Un’Italia lanciatissima affronta e sconfigge per 82-79, e non senza sofferenza, nell’ultima partita del girone di Eurobasket 2013 una Svezia che non ha più nulla da chiedere. Coach Pianigiani con un occhio alla partita odierna ed uno al prosieguo del torneo continentale tiene in panchina Belinelli puntando su Gentile, mentre gli scandinavi si basano sul duo NBA Taylor-Jerebko (quest’ultimo futuro compagno di Datome ai Pistons).

L’Italia parte bene con il trio Aradori Datome e Gentile e si porta avanti sin da subito, accumulando un vantaggio anche di 8 punti, ma la Svezia non si dà mai per vinta e guidata da Taylor riesce sempre a mantenere il distacco su cifre abbordabili. E’ chiaro sin dal primo quarto che la concentrazione degli azzurri non è la stessa di quella del match di ieri contro la Grecia e  si notano alcune palle perse italiane che di certo non hanno fatto piacere a coach Pianigiani.
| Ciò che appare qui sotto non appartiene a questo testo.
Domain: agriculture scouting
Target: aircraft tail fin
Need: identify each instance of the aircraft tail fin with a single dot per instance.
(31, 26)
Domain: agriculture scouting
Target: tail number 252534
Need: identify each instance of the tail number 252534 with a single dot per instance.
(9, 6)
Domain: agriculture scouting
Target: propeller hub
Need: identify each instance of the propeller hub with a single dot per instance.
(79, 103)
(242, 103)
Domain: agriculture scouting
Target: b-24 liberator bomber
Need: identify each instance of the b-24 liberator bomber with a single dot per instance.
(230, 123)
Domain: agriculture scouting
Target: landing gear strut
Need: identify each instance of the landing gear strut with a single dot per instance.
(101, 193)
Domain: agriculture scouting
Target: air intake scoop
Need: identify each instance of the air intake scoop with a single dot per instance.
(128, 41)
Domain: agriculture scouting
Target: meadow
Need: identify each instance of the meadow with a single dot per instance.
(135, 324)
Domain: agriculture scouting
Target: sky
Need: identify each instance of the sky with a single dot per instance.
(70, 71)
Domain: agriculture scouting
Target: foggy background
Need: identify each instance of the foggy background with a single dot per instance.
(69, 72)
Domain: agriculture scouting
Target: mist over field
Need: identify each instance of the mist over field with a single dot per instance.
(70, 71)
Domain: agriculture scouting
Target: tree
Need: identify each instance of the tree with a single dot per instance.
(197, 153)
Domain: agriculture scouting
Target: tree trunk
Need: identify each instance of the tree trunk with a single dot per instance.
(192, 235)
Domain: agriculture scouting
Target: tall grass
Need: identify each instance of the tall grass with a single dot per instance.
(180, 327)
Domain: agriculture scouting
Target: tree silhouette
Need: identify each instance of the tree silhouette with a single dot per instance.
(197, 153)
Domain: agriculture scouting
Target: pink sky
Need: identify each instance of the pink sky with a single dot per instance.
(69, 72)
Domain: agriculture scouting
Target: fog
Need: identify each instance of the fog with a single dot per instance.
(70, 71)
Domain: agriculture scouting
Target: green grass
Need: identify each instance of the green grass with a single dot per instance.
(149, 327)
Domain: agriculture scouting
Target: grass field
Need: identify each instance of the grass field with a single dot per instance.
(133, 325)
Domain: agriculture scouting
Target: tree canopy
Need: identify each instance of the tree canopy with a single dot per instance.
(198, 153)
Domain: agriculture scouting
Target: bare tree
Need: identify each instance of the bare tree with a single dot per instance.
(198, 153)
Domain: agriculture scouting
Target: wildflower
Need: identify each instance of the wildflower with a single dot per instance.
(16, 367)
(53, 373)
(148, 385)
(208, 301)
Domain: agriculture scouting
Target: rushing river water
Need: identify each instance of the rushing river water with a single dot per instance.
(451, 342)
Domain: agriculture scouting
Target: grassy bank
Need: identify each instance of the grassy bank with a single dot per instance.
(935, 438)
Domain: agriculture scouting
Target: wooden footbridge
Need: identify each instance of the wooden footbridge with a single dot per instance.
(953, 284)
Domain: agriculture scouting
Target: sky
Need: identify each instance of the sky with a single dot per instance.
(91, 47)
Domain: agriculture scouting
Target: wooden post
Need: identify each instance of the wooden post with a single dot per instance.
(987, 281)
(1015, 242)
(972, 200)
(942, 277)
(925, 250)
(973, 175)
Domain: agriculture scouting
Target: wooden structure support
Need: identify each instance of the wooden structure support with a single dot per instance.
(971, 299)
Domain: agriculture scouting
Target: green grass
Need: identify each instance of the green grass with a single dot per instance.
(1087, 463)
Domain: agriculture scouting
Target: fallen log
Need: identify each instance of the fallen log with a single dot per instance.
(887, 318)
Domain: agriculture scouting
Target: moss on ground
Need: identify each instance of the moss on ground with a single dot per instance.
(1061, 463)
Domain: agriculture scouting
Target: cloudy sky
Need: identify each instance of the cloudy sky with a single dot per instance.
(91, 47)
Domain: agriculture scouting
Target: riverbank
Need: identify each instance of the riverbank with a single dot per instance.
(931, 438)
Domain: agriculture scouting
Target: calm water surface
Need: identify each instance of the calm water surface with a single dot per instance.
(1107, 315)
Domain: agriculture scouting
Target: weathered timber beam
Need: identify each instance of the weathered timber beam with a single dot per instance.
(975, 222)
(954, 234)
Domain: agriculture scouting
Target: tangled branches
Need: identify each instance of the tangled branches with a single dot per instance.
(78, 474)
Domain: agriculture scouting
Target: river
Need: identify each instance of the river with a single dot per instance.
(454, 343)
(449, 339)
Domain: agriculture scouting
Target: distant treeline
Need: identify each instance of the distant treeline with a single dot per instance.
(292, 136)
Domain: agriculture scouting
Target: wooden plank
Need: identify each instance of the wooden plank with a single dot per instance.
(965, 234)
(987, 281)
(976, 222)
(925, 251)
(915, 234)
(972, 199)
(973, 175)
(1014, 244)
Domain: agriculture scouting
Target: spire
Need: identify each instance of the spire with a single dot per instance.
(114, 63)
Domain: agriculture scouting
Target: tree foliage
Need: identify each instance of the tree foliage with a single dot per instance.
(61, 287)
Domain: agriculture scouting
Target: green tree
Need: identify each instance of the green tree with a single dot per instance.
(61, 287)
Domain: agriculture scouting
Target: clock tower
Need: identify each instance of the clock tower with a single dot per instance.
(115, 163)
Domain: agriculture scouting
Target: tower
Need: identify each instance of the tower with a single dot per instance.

Il primo quarto si chiude comunque sul 27-20 Italia.

Il secondo quarto si apre con la bomba di Rosselli (30-20), ma da questo momento in poi per l’Italia saranno grosse sofferenze alternate ad ingenuità, inusuali per quanto fattoci vedere dagli azzurri fino ad ora. Lentamente gli scandinavi erodono il vantaggio azzurro trascinati ancora da Taylor e Jerebko a cui si aggiunge un ottimo Gaddefors.

Sono minuti, quelli del secondo quarto, in cui l’Italia viene sospinta e sorretta da Melli e da Vitali, ma è chiaro come l’inerzia della partita sia tutta per i nordici che vogliono davvero concludere al meglio il loro europeo. A metà gara il parziale è 43-48 per la Svezia.

Pianigiani di certo non potrà annoverare questa partita, e questo quarto in particolare, come il migliore della sua nazionale, ma sicuramente spunti di riflessioni ne ha potuti trovare. Mai in questo Europeo l’Italia ha avuto un avversario così tenace e mai in questo europeo ha fatto così tanta fatica a prendere le misure del proprio avversario.

Il terzo quarto inizia con un altro spirito per gli azzurri con Gentile a guidare la riscossa spalleggiato da Cusin. La Svezia mette in mostra il suo gioiellino 17enne Hackanson (davvero interessantissimo il giovane playmaker scandinavo militante nel Barcellona B), ma deve accusare un digiuno di canestri di ben 6 minuti: gli ultimi 4 del terzo quart ed i primi 2 dell’ultimo quarto. Il terzo quarto si chiude con le squadre in parità 63-63.

Ed è in questo momento che l’Italia guidata da Aradori e Gentile prende il vantaggio decisivo che poi gestirà fino alla fine, nonostante un Datome in ombra ed avversari come Taylor e Jerebko (entrambi ventellisti stasera) che sparano le ultime cartucce prima di alzare bandiera bagna sull’82-79 per la nazionale del bel paese che mantiene pulita la casella delle sconfitte nel tabellino.

Per la Svezia la magra consolazione di esser la nazionale che più di tutte ha ostacolata l’unico team imbattuto fino ad oggi nel torneo ed il rammarico che, se avesse sempre giocato così, forse qualche speranza di passare al turno successivo l’avrebbe avuta.